Last week, we had the opportunity to attend an Activision preview event where we spent time with several of their upcoming games. Believe it or not, the game that really took us by surprise was Spider-Man: Web of Shadows on DS. Yes, I said DS.
The headline totally gave it away: Spider-Man: Web of Shadows is a sidescrolling action platformer, in line with other Metroidvania-type titles. Why didn't they think of this before? The rest of the Web of Shadows releases on other consoles (Wii, PS3, and Xbox 360) consist of 3D web-slinging and high-flying combat, but that wouldn't work as well on the DS. From what we've played, it seems that shifting things to sidescrolling action was a perfect choice for the portable title -- and maybe the franchise.
Web of Shadows DS sticks you into the same world as its big brother console versions.
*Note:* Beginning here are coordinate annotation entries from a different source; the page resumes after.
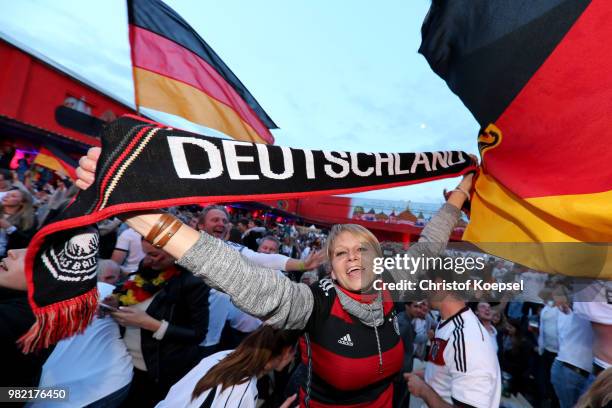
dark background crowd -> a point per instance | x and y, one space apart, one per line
528 329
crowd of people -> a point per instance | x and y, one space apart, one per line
232 311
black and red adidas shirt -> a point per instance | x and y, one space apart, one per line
343 354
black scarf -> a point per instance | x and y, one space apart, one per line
145 165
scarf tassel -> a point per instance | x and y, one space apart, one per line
60 320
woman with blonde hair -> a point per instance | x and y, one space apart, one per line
351 347
16 220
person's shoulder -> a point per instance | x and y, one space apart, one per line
190 280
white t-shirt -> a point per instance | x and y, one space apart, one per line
131 242
533 282
91 365
575 341
549 332
243 395
132 340
594 302
462 363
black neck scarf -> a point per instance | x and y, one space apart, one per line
145 165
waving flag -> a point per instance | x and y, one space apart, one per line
55 159
536 75
176 72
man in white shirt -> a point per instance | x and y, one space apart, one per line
548 345
128 251
214 220
571 368
483 311
462 367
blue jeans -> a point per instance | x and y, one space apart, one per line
568 384
111 400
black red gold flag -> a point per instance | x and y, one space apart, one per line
536 76
177 72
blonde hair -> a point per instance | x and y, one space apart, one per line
354 229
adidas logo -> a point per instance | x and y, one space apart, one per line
346 340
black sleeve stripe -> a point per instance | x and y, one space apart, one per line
460 404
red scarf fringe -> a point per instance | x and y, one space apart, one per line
60 320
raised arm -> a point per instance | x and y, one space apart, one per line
258 291
435 235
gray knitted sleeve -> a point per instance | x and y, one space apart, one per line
433 240
258 291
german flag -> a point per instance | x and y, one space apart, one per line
536 75
55 159
176 72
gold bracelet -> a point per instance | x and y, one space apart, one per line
168 234
162 223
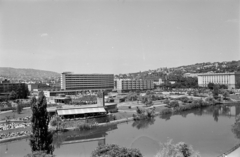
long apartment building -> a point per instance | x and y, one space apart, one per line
75 82
232 80
132 84
6 86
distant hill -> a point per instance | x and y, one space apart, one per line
26 73
214 67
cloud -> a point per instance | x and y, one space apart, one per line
232 20
44 35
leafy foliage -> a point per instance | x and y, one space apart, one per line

A symbiote invasion has rocked New York City, and Spidey has been phoned in to clean things up. You're still fighting the good fight in the DS version, but instead of swinging from buildings, you're running around exploring the inside of them and below them, in a 2.5D world.
The Metroidvania formula is alive and well in WoS, and its a nice fit for Spider-Man. During gameplay, I found myself crawling through corridors, finding my way through a series of rooms, and taking down baddies that got in my way. Sound familiar? One area was blocked by a mini-boss that took some time to beat. I used my newly acquired uppercut punch, a moved I earned through experience and battling, to finish this guy off. Believe it or not, there's even heart containers and save rooms. I'm glad to say that this sidescrolling d-pad-and-buttons action-adventure formula works.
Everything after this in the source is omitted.